The chairman of the board and CEO of the company, Albert Stroucken just recently bought more than 120,000 shares at the price of around $16.5, making the total value of his purchase nearly $2 million.
OI is one of the largest manufacturers of glass containers in the world, based on revenues, with leading positions in Europe, North America, South America and Asia Pacific. It produces glass containers for beer, ready-to-drink low alcohol refreshers, spirits, wine, food, tea, juice and pharmaceuticals. It also produces glass containers for soft drinks and other non-alcoholic beverages, including returnable/refillable glass containers, principally outside the U.S. Besides, OI is active in new product development and glass container innovation.
More than a month ago, OI´s executive team held a conference call to discuss the operating performance of second quarter 2011 for the company. Albert mentioned the disappointing results. Adjusted earning per share were down from $0.84 last year to $0.59 this year. Earnings are expected to be in line with the prior year despite evaluated cost inflation.
However, OI has incurred significantly higher manufacturing costs, which more than offset the benefit of higher shipments globally. Particularly in North America, poor operating performance resulted in manufacturing inefficiencies and supply chain issues. That led to higher production and logistics costs. The demand was lower in Australia and New Zealand. That is why the executive team of OI has been trying to reduce the production to meet the lower demand of these markets. It went through the restructuring to refocus its operations, to restore the inventories to sustainable levels and improve production efficiencies.
Second quarter 2011 segment sales increased nearly 17% to more than $1.9 billion. The revenue has been boosted by $97 million, due to substantial currency translation in its favor. The operating profit was $225 million compared to $271 million last year. In this quarter, OI experienced higher volumes, but the higher cost inflation and North American production issue, along with unabsorbed and unforeseen fixed costs in Australia and New Zealand has dragged the bottom line down.

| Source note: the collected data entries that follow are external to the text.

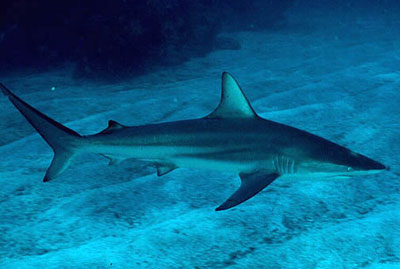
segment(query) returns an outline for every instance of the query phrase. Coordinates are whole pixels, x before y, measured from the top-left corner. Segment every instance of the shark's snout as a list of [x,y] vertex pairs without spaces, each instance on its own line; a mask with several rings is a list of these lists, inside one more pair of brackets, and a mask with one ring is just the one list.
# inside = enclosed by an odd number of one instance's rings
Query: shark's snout
[[357,170],[388,170],[388,167],[386,167],[384,164],[361,154],[357,154],[357,156],[355,156],[355,158],[352,160],[352,163],[353,168]]
[[387,170],[387,167],[384,164],[374,160],[371,161],[372,162],[367,166],[368,170]]
[[379,162],[376,163],[377,163],[377,165],[375,166],[376,170],[388,170],[388,168],[384,164],[381,164]]

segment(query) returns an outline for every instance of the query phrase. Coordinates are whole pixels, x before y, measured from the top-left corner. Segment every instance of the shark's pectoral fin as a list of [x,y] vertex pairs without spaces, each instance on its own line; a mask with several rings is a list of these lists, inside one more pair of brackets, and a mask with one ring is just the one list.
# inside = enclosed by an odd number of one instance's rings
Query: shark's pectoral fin
[[157,167],[157,176],[163,176],[168,174],[169,172],[175,170],[177,167],[175,165],[165,165],[165,164],[156,164]]
[[215,209],[215,211],[229,209],[231,207],[237,206],[238,204],[247,201],[260,191],[262,191],[265,187],[272,183],[279,174],[272,173],[267,174],[265,172],[256,172],[256,173],[240,173],[241,185],[239,189],[232,194],[231,197],[228,198],[222,205]]

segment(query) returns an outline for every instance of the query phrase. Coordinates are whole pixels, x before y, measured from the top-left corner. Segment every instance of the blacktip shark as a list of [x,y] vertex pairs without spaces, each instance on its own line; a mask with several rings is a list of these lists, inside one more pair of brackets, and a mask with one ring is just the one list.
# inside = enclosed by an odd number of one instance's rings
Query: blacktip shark
[[179,167],[238,173],[240,187],[215,209],[219,211],[250,199],[280,176],[350,177],[387,169],[322,137],[261,118],[226,72],[221,101],[206,117],[132,127],[110,120],[105,130],[87,136],[0,87],[54,151],[43,181],[56,178],[84,152],[101,154],[110,163],[127,158],[150,161],[158,176]]

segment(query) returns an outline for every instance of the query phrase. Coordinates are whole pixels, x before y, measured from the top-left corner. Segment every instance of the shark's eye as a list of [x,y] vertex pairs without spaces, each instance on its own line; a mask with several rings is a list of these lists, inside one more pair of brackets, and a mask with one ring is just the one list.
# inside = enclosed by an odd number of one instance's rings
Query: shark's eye
[[353,168],[351,168],[350,166],[347,167],[347,172],[351,172],[351,171],[353,171]]

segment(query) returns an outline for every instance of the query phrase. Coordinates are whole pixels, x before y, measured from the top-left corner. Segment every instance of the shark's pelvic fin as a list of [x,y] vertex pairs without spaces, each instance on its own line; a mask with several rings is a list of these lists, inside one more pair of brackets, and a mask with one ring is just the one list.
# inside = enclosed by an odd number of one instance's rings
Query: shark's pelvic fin
[[82,137],[77,132],[33,108],[1,83],[0,89],[53,149],[54,158],[43,181],[54,179],[68,167],[77,149],[82,146]]
[[215,211],[225,210],[237,206],[238,204],[247,201],[265,187],[271,184],[279,174],[277,173],[240,173],[241,184],[239,189],[231,195],[222,205],[215,209]]
[[231,74],[222,73],[221,101],[208,118],[254,118],[254,112],[238,82]]
[[177,167],[174,165],[157,164],[157,176],[163,176],[175,170]]
[[118,122],[116,122],[114,120],[109,120],[107,128],[105,128],[100,133],[101,134],[109,134],[109,133],[112,133],[113,131],[119,130],[121,128],[124,128],[124,126],[122,124],[119,124]]
[[123,159],[117,159],[117,158],[109,158],[109,162],[108,162],[108,165],[118,165],[118,164],[120,164],[122,161],[123,161]]

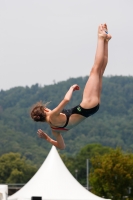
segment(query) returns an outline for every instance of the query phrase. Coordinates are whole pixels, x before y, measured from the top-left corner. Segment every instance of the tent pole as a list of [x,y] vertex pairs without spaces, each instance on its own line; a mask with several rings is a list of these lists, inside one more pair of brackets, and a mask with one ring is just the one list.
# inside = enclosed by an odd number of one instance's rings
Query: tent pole
[[86,160],[86,188],[89,190],[89,159]]

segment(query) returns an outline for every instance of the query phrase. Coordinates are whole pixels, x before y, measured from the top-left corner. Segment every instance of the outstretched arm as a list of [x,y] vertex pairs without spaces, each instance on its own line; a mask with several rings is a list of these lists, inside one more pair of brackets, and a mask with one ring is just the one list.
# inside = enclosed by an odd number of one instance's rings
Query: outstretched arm
[[37,134],[40,138],[45,139],[50,144],[54,145],[58,149],[65,149],[65,143],[63,140],[63,137],[60,133],[52,131],[53,135],[55,136],[56,140],[53,140],[51,137],[49,137],[45,132],[43,132],[41,129],[37,131]]
[[63,110],[65,105],[70,101],[70,99],[72,97],[72,93],[75,90],[79,90],[79,86],[77,84],[74,84],[70,87],[70,89],[67,91],[64,99],[60,102],[60,104],[55,109],[52,110],[50,117],[58,116],[61,113],[61,111]]

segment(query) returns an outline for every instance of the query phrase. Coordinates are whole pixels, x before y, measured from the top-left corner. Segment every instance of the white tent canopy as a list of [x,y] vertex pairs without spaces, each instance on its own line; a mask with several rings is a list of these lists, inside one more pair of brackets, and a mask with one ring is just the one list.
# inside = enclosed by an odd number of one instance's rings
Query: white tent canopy
[[103,199],[79,184],[62,162],[54,146],[37,173],[23,188],[9,196],[8,200],[31,199],[33,196],[40,196],[43,200]]

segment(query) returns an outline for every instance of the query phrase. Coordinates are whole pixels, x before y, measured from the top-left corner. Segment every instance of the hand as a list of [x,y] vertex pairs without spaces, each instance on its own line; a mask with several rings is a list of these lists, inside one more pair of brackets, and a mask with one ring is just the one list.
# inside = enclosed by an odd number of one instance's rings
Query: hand
[[49,136],[45,132],[43,132],[41,129],[37,131],[37,134],[39,138],[43,138],[45,140],[48,140],[49,138]]
[[80,89],[80,87],[77,84],[74,84],[71,87],[73,88],[73,91]]

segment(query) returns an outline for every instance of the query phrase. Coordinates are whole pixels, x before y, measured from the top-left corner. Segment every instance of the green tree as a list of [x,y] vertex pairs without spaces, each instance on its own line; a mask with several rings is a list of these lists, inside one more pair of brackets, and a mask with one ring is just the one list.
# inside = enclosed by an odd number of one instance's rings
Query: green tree
[[[35,84],[31,87],[1,90],[0,156],[9,152],[19,152],[39,167],[51,145],[39,139],[36,132],[41,128],[51,135],[51,130],[46,123],[35,123],[31,120],[31,106],[40,100],[44,103],[51,101],[49,108],[53,109],[62,100],[68,88],[77,83],[81,89],[73,94],[66,106],[74,107],[81,102],[87,79],[88,77],[70,78],[42,87]],[[66,142],[63,152],[66,155],[75,156],[83,146],[92,143],[112,148],[122,147],[124,151],[133,152],[133,77],[103,77],[101,98],[100,109],[95,115],[63,133]]]
[[[110,151],[110,147],[102,146],[101,144],[87,144],[76,156],[70,157],[62,155],[63,162],[73,174],[75,178],[84,186],[86,186],[86,161],[97,154],[105,154]],[[91,168],[91,163],[89,164]]]
[[[110,147],[102,146],[101,144],[88,144],[84,146],[75,158],[75,168],[78,169],[78,180],[84,186],[86,186],[86,161],[91,160],[95,155],[103,155],[105,152],[109,152]],[[89,168],[91,168],[91,162],[89,161]]]
[[92,192],[110,199],[133,199],[133,154],[119,148],[91,159]]
[[8,153],[0,157],[0,183],[26,183],[37,171],[19,153]]

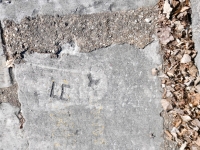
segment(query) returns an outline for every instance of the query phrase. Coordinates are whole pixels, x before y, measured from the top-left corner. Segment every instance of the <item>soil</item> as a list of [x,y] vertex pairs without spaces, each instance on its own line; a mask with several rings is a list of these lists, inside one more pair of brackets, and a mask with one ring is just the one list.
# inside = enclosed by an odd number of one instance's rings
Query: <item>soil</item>
[[17,89],[17,84],[7,88],[0,88],[0,103],[10,103],[12,106],[20,108],[21,104],[18,99]]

Maybe the main reason for the decline in the share price from around $27 to $16 within just a month is because of declining results compared to the same period of last year. The share price of $16 is equal to the share price dated back in 2002 and a little bit higher than in the price at the end of February 2009.
With the fluctuations of the earnings over the years, OI has kept its operating cash flow positive and only experienced two years with negative free cash flows over the last 10 years.
The average FCF over the last 10 years (including two negative years) stayed at $125 million and the average CFO was $550 million. So at the market cap of $2.7 billion, the company is trading at 21.6 times FCF and 5 times CFO.
The company got highly leverage with only around 20% of total assets in equity, with nearly 40% of total assets in long-term debt of nearly $4 billion. That even pushes the enterprise to three times higher from $2.7 billion to $6.8 billion.
Even the move of its chairman and CEO to buy back stocks at total value of nearly $2 million, I personally do not think the stock is undervalued at this current price. However, comparing to its valuation for the last four years regarding multiples valuation of cash flows and earnings, it is historically cheap.
This is the subjective viewpoint of the author, and it is not the recommendation to buy, hold or sell the stocks mentioned in this analysis. Anyone who wishes to buy, hold or sell the stocks has to do his/her own analysis at his/her own risk.